September 2019
By 2100, average temperatures could rise 7.0 degrees Celsius above pre-industrial levels if carbon emissions continue unabated, separate models from two leading research centres in France showed.
“The French modelling groups are to be congratulated for being the first to complete their simulations,” said Piers Forster, director of the Priestley International Centre for Climate at the University of Leeds.

Paris: Greenhouse gases thrust into the atmosphere mainly by burning fossil fuels are warming Earth’s surface more quickly than previously understood, according to new climate models set to replace those used in current UN projections, scientists said Tuesday.

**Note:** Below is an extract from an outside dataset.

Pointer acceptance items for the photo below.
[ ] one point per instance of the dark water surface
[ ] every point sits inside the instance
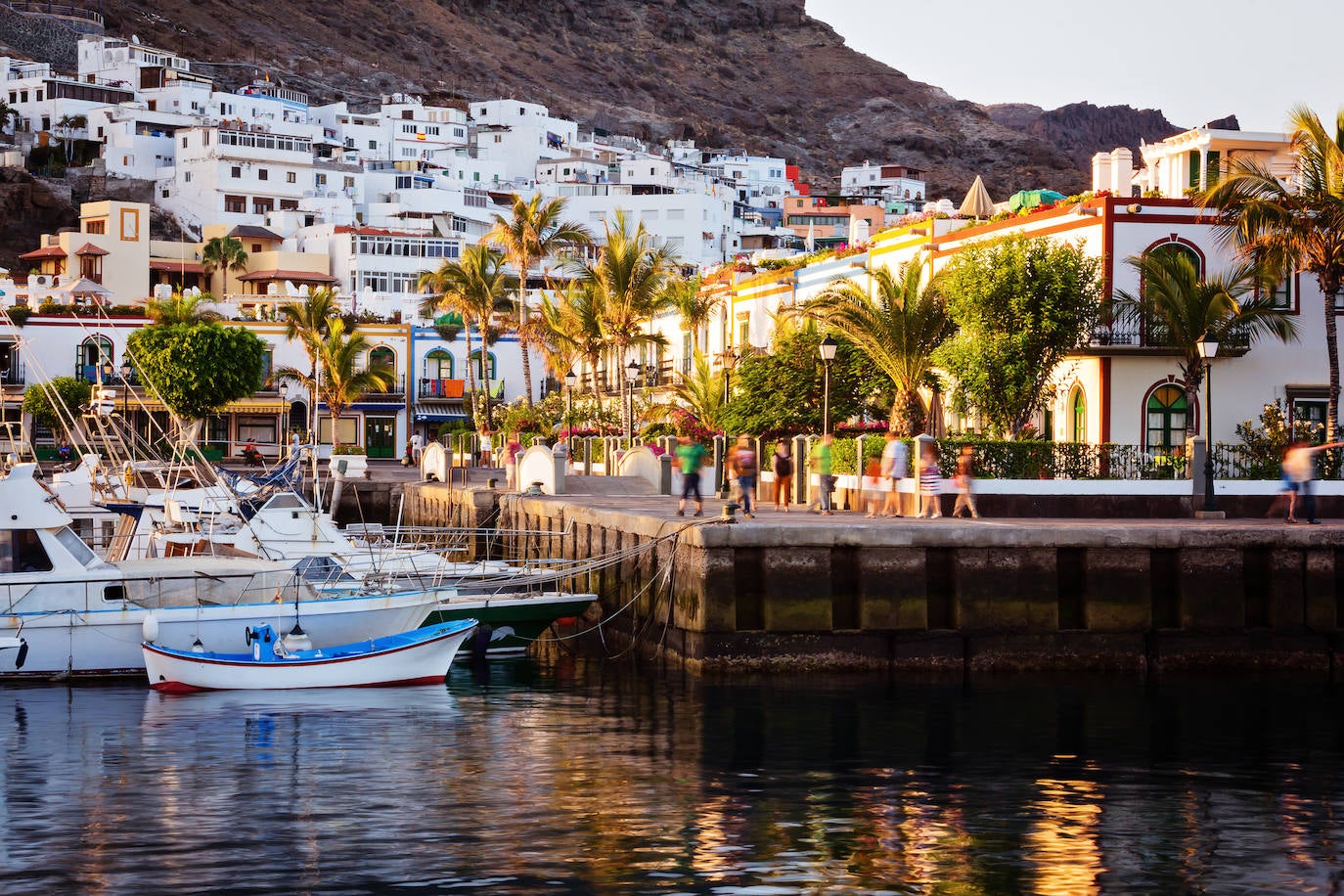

By 2100, average temperatures could rise 7.0 degrees Celsius above pre-industrial levels if carbon emissions continue unabated, separate models from two leading research centres in France showed.

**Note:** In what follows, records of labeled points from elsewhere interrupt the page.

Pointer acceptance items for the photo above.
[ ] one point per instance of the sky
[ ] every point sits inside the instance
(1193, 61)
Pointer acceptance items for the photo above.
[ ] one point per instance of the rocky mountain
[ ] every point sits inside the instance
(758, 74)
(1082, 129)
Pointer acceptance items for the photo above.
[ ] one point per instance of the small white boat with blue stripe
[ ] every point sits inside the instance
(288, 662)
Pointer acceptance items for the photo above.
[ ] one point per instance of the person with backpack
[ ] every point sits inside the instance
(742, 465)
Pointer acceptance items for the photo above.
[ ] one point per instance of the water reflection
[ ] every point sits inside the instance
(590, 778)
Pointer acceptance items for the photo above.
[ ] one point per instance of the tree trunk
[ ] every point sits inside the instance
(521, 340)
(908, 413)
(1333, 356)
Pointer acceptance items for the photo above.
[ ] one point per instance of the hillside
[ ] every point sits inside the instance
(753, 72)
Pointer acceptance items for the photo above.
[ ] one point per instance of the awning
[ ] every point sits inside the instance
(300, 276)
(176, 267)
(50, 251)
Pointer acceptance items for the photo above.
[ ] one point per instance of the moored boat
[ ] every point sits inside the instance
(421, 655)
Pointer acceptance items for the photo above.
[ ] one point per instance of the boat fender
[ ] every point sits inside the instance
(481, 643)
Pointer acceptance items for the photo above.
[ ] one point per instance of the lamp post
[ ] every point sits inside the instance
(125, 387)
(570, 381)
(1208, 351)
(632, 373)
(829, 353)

That is up to two degrees higher than the equivalent scenario in the Intergovernmental Panel for Climate Change’s (IPCC) 2014 benchmark 5th Assessment Report.

The new calculations also suggest that the Paris Agreement goals of capping global warming at “well below” two degrees, and 1.5C if possible, will be challenging at best, the scientists said.

“With our two models, we see that the scenario known as SSP1 2.6 — which normally allows us to stay under 2C — doesn’t quite get us there,” Olivier Boucher, head of the Institute Pierre Simon Laplace Climate Modelling Centre in Paris, told AFP.

With only one degree Celsius of warming so far, the world is coping with increasingly deadly heat waves, droughts, floods and tropical cyclones made more destructive by rising seas.

A new generation of 30-odd climate models known collectively as CMIP6 — including the two unveiled Tuesday — will underpin the IPCC’s next major report in 2021.

“CMIP6 clearly includes the latest modelling improvements,” even as important uncertainties remain, Joeri Rogelj, an associate professor at Imperial College London and an IPCC lead author, told AFP.